Statistical Analysis

Frequency distributions were determined for baseline categorical variables; mean and standard error(SE) were calculated for continuous variables(natural logarithm transformed values/geometric means for skewed distributions except for those containing zero as a possible value, in which case, comparisons were based on ranks and reported using median values). Univariable tests of association were performed using Pearson(uncorrected) Chi-squared and ordinary t-tests. In all analyses, the type I error was set at 0.01, in the attempt to avoid reporting spurious associations.

For each outcome, stepwise regression was performed with the goal of selecting the most important multivariable predictors of that outcome. Specifically, for IEBL and total number of blood transfusions, stepwise linear regression based on ranks(nonparametric) were performed. For the two PC outcomes, stepwise logistic regression was performed. For each of the time-to-death outcomes, stepwise Cox regression was performed.
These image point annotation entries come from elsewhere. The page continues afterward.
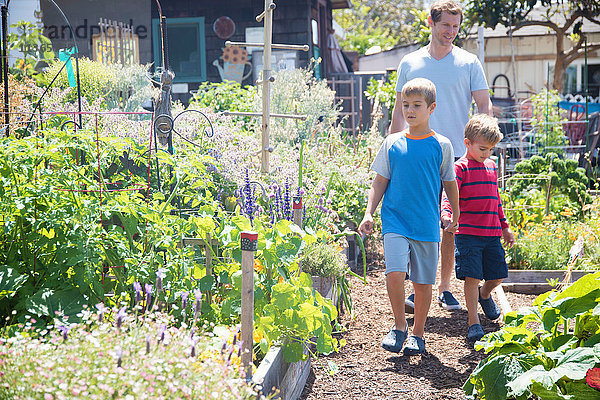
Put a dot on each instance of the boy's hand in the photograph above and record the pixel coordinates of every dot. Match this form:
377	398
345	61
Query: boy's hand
446	221
366	225
508	237
452	226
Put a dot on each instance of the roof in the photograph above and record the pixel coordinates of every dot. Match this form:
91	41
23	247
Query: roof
537	30
337	4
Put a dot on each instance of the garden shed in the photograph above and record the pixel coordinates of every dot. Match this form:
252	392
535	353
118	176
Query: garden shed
197	31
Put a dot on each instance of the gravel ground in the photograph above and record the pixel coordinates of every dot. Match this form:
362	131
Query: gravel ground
366	371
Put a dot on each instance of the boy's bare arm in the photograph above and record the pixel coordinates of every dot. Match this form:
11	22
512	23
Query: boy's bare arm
398	121
451	189
375	194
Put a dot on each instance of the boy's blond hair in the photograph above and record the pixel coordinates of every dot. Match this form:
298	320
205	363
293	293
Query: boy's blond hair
450	6
485	127
421	87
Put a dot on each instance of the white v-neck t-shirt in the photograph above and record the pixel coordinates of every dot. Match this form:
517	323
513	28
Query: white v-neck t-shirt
455	77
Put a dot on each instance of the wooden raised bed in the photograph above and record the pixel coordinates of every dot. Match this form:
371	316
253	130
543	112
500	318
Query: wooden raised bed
536	281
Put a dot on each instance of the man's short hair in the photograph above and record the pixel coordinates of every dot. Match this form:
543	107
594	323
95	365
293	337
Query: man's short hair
422	87
450	6
482	126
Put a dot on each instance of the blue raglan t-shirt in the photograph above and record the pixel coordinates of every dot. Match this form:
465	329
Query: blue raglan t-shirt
415	167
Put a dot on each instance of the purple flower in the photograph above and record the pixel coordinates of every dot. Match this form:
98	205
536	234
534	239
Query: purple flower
101	310
198	303
184	296
160	275
163	329
120	316
138	292
119	357
65	331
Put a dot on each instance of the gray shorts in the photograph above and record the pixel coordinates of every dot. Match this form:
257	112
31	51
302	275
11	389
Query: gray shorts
416	258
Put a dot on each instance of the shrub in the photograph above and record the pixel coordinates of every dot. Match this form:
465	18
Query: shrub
322	259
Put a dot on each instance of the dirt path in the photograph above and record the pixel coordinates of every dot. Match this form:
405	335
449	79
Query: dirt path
366	371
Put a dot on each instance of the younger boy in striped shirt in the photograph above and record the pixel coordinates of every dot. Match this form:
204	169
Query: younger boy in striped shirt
479	253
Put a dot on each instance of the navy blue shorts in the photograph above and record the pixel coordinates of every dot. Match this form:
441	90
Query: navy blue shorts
479	257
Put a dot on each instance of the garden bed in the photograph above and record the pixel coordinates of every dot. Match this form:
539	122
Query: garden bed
536	281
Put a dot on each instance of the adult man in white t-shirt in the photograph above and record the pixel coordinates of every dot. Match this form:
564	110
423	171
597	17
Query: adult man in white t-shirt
459	78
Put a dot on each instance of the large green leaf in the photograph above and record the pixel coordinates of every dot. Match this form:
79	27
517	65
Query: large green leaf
48	302
10	281
581	287
293	352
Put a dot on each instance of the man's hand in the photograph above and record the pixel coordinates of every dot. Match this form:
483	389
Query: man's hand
366	225
508	237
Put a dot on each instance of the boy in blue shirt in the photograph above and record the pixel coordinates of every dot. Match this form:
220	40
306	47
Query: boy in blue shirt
411	166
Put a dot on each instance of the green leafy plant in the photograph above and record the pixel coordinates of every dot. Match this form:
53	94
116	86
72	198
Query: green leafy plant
551	173
322	259
543	351
383	92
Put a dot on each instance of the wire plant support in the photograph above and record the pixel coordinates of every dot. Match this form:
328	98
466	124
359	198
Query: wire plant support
267	79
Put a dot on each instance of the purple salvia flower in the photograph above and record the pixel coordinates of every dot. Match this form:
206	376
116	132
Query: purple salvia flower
120	316
160	275
138	292
101	310
148	290
198	303
163	329
64	331
119	358
184	296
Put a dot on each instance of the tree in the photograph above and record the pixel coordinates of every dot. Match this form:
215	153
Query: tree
564	17
376	23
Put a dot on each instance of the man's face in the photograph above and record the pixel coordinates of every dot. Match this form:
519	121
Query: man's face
445	30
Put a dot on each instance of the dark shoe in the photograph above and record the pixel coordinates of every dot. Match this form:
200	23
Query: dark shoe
475	333
448	301
409	304
394	340
414	345
490	309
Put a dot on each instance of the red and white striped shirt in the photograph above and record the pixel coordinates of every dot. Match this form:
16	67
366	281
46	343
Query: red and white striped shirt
481	211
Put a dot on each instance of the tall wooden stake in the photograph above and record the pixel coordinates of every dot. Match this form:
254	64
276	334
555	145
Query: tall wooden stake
266	117
248	244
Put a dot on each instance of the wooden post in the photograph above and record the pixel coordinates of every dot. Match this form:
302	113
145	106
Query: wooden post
248	244
266	109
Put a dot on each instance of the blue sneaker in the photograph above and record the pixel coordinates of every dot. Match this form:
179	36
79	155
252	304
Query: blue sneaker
394	340
490	309
448	301
475	333
414	345
409	304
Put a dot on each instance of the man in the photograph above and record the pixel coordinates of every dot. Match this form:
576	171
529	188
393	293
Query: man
459	78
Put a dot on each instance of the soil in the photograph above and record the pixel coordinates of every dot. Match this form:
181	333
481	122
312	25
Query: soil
367	371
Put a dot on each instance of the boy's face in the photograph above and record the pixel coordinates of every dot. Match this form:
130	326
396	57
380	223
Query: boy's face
479	149
415	110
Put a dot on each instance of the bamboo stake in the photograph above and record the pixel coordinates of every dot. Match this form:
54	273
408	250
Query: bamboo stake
248	244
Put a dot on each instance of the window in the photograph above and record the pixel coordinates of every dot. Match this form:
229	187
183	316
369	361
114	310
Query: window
186	48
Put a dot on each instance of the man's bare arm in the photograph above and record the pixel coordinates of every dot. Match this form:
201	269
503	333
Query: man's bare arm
482	99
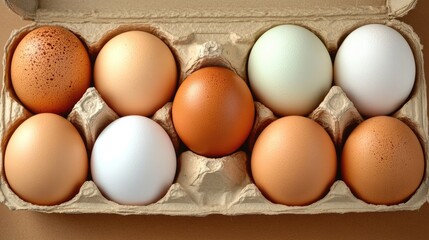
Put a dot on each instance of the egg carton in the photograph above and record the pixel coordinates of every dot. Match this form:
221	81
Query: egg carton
220	36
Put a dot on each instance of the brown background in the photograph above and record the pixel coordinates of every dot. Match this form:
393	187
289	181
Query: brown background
389	225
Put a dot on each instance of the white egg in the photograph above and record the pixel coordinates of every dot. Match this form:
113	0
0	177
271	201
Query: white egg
133	161
290	70
375	67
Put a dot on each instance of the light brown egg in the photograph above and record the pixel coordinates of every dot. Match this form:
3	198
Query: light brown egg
382	161
213	111
135	73
294	161
50	70
46	161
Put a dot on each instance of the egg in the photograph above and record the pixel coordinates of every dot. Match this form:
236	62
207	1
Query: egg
50	70
133	161
213	111
375	67
289	70
45	161
135	73
294	161
382	161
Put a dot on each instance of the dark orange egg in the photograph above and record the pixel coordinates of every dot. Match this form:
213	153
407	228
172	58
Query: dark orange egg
213	111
Stepwise linear regression to determine the significant multivariable predictors of receiving the TB approach(yes/no) was also determined(note: parameter estimation for the effect of high volume center was not possible using logistic regression). For each outcome, the stepwise regression was re-run after first controlling for the propensity to receive the TB approach,23 as a statistical attempt to control for any potential selection bias existing between non-TB and TB patients.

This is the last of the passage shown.